How Much Isolation Do AI Agents Actually Need?
After Asana's MCP data leak, Sedai engineers debate how much session isolation AI agents truly need, weighing security against cost and speed.
When a tenant-isolation check failed in Asana's MCP server for five weeks, roughly a thousand companies could see each other's project data. That incident illustrates why AWS, Microsoft, Google, and Anthropic have rebuilt their agent runtimes around the session as the core unit that gets isolated, scheduled, secured, and billed — though none of them agree on how strong that isolation should be, since stronger isolation trades off against speed and cost.

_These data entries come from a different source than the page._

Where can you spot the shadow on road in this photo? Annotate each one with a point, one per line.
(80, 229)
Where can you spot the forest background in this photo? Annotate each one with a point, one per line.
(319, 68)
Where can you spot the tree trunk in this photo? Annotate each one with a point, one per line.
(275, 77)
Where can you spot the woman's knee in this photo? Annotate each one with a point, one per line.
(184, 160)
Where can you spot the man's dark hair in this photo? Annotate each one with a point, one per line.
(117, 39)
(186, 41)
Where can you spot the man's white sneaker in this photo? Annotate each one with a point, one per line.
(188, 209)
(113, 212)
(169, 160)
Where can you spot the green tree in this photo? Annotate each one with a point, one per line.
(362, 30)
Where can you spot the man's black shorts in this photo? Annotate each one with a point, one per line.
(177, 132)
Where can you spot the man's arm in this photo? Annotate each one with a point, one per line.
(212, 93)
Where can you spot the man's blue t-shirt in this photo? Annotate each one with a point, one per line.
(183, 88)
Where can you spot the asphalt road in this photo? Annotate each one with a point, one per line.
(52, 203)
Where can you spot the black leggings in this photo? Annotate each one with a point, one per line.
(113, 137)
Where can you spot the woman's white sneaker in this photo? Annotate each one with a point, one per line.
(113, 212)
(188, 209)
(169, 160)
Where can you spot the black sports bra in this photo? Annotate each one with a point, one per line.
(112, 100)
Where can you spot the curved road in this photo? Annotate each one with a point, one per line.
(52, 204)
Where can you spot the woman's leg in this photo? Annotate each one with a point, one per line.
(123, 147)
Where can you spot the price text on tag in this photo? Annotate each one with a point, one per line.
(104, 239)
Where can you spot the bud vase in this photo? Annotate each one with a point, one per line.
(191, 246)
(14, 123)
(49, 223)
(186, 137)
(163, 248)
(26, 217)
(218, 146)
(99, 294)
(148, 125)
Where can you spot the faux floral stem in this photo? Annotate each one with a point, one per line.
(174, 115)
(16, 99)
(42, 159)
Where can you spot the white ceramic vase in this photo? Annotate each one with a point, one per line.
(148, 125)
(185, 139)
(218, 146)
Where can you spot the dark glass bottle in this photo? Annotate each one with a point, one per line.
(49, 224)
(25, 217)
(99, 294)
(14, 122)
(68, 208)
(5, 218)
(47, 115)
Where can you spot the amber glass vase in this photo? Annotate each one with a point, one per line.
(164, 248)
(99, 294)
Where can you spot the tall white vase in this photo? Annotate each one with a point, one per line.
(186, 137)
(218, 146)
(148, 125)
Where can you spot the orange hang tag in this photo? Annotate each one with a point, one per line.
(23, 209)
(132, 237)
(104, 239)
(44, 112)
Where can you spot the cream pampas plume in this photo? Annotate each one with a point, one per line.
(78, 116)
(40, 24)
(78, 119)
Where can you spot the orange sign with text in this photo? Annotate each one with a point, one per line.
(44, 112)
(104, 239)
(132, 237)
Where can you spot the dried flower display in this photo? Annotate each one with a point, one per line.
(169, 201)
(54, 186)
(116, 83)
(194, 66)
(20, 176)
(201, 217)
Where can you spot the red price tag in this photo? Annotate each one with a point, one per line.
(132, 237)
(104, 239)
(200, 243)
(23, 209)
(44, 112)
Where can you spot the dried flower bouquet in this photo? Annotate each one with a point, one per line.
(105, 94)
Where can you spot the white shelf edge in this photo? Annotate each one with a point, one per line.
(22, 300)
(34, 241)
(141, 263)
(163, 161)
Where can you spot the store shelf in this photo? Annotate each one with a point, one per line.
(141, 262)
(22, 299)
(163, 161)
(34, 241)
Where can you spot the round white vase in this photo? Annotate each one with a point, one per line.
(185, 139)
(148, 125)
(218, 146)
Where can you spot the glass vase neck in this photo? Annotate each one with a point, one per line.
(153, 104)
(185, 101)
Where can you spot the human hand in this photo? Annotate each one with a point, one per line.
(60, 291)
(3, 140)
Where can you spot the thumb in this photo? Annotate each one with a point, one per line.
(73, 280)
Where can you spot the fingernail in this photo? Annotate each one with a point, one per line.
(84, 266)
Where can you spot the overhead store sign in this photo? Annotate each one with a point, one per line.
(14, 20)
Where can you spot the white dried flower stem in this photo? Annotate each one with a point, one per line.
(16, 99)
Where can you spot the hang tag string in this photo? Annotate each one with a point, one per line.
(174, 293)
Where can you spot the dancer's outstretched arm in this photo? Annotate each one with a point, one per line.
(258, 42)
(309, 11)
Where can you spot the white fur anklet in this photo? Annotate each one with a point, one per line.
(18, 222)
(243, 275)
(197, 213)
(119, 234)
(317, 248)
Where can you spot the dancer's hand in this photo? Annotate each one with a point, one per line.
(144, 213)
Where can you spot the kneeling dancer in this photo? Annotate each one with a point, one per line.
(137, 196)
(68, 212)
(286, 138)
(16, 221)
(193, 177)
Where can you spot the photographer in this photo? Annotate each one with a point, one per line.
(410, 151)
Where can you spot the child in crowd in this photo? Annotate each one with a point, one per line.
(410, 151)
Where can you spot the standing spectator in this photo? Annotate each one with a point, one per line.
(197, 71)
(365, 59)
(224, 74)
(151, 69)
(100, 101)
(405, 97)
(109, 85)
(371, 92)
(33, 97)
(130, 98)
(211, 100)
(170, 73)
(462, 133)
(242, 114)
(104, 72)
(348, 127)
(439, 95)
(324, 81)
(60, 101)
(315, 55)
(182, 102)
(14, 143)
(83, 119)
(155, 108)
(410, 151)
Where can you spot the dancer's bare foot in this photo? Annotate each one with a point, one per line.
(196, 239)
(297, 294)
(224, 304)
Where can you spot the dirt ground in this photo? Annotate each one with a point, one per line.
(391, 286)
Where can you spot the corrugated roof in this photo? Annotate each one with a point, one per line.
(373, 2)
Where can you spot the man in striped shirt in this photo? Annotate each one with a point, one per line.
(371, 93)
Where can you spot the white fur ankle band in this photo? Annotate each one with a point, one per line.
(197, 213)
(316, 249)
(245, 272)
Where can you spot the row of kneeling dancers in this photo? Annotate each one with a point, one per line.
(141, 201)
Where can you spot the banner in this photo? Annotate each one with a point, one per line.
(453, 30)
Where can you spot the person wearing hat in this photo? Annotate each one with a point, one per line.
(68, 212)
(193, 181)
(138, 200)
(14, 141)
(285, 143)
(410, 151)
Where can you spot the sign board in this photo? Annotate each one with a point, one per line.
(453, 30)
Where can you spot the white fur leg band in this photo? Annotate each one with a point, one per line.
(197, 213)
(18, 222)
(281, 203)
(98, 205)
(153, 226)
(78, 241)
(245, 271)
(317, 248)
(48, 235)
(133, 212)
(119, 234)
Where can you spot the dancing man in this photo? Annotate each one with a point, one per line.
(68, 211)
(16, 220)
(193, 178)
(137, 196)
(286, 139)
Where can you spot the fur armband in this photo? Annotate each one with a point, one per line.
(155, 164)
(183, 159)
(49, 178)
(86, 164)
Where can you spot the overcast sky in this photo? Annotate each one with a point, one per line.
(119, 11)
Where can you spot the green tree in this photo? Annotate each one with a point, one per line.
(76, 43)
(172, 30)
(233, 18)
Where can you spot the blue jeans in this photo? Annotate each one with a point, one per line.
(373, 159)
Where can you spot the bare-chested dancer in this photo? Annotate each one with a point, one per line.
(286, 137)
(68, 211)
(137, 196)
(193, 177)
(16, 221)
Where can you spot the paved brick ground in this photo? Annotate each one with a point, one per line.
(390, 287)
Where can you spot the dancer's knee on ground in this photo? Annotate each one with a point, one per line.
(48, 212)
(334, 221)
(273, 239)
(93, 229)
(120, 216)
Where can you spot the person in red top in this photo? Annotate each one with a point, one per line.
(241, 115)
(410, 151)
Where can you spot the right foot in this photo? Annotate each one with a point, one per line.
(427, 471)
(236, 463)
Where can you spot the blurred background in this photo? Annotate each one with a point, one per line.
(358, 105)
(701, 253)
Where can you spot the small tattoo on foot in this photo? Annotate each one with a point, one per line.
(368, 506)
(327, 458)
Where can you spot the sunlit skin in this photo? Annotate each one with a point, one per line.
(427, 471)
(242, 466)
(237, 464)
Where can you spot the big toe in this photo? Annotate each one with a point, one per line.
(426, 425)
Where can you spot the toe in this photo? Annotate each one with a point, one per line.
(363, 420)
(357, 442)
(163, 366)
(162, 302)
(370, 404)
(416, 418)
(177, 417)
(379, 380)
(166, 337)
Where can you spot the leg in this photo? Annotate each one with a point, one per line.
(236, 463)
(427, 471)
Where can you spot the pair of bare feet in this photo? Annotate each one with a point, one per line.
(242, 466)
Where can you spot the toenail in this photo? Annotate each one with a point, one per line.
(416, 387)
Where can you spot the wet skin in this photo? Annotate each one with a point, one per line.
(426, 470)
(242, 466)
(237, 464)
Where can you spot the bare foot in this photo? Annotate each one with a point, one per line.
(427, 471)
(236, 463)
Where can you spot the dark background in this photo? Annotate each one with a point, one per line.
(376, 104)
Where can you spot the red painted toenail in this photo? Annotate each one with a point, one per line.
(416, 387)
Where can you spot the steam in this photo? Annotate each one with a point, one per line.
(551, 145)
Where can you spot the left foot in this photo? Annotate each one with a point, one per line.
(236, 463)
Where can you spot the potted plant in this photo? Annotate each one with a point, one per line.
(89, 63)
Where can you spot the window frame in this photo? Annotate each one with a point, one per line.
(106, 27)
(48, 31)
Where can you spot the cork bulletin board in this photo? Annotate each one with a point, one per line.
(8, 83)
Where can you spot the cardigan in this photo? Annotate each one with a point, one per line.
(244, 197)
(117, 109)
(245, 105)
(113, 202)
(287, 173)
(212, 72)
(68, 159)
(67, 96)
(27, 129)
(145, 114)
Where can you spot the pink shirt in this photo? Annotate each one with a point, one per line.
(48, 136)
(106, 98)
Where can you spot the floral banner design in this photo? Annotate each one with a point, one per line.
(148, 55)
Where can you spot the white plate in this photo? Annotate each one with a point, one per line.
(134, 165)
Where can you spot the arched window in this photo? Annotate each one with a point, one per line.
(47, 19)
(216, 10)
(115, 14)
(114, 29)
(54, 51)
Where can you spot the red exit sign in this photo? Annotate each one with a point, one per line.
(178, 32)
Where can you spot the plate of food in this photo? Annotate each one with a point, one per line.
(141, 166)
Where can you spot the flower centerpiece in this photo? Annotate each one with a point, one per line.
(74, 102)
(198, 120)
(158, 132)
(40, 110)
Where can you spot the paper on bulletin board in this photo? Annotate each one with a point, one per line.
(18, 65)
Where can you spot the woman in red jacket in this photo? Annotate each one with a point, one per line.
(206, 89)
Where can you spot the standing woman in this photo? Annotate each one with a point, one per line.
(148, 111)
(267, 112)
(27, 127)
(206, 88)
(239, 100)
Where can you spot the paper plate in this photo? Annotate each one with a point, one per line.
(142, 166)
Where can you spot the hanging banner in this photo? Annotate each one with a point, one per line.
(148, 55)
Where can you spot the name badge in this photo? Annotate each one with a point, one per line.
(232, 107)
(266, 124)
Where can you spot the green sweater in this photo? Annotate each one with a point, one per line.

Sedai's engineering leaders offer different angles on the tradeoff. Benjamin Thomas argues there's no single right isolation level: strength should scale with the trust level of what's running in a session, and the real engineering win comes from a routing layer that continuously assesses trust tier and identity rather than treating isolation as a one-time config. For shared or long-running sessions, he notes, the real risk isn't escaping the sandbox but losing track of who owns the session — exactly what broke in the Asana case.
Aby Jacob stresses that a sandbox is a security boundary, not a durability boundary: when a microVM crashes, everything inside vanishes, so state must be persisted externally, environments made reproducible, and tool calls designed to be idempotent. Shankar Jothi adds that isolation overhead is mostly a cold-start cost that fades once a session is warm, meaning the real lever is how often sessions get re-provisioned rather than isolation itself. All three agree the space is still maturing, with cost, portability, and observability practices still being worked out.